Russia: seven years' prison for anti-war tags
In St. Petersburg, artist and pacifist Aleksandra "Sasha" Skochilenko has been sentenced to seven years in prison for "knowingly spreading false information about the Russian military" and its deployment in Ukraine. She has already been in custody for one and a half years. Her "offence" consisted of replacing five price tags in a supermarket with pieces of paper bearing anti-war messages.
The face of resistance within Russia
The regime fears nothing more than the truth, writes exiled opposition activist Dmitry Gudkov in a Telegram post republished by Echo:
“Sasha has become the face of the Russian resistance.
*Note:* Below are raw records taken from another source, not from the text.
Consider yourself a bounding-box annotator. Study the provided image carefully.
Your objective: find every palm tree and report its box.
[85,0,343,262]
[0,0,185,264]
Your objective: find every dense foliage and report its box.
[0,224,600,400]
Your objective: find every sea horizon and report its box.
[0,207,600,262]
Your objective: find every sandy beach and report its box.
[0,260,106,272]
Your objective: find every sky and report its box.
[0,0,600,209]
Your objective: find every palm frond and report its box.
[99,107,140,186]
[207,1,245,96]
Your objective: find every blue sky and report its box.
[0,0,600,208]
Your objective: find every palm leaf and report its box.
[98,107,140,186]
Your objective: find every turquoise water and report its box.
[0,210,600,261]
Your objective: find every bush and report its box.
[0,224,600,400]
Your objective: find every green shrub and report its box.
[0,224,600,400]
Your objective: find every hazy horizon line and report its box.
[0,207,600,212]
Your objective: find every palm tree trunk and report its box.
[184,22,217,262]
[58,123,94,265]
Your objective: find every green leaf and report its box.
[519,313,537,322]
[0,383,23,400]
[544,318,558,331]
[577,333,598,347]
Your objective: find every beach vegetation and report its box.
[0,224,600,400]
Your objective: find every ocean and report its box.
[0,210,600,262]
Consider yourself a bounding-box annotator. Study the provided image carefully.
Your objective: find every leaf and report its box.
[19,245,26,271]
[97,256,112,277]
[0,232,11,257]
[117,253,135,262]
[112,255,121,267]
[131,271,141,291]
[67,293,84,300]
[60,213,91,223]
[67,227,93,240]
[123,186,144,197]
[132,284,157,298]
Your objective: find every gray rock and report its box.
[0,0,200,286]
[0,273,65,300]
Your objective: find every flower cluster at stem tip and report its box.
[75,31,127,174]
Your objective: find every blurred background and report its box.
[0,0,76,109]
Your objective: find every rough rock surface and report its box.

She is the answer to the accusation of collective responsibility [of all Russians for the war]. ... Incidentally, Gladyshev, that scoundrel of a prosecutor, admitted that Sasha had written the truth on her price tags. And he said that she was guilty not of spreading fake information but of sowing panic by referencing the number of corpses Putin would provide Russia with for decades to come. What these scoundrels fear and what they're fighting against is the truth.”
Creative protest means loss of control
In a Facebook post, political scientist Abbas Gallyamov explains why the state is reacting so harshly to this small act of protest:
“Anti-war slogans on price tags seem insignificant only at first glance. In reality, this is a very creative solution with which Sasha was able to bring politics into a fundamentally new and previously inaccessible environment - that of everyday consumption. Although she only did this in a single store, the idea seemed so dangerous to the authorities that they decided to nip it in the bud. ... What the authorities fear most is creativity and politicisation. The average citizen goes to buy milk - and finds politics in the shop. And it's unregulated by the authorities. That's the kind of thing that leads up to revolutions.”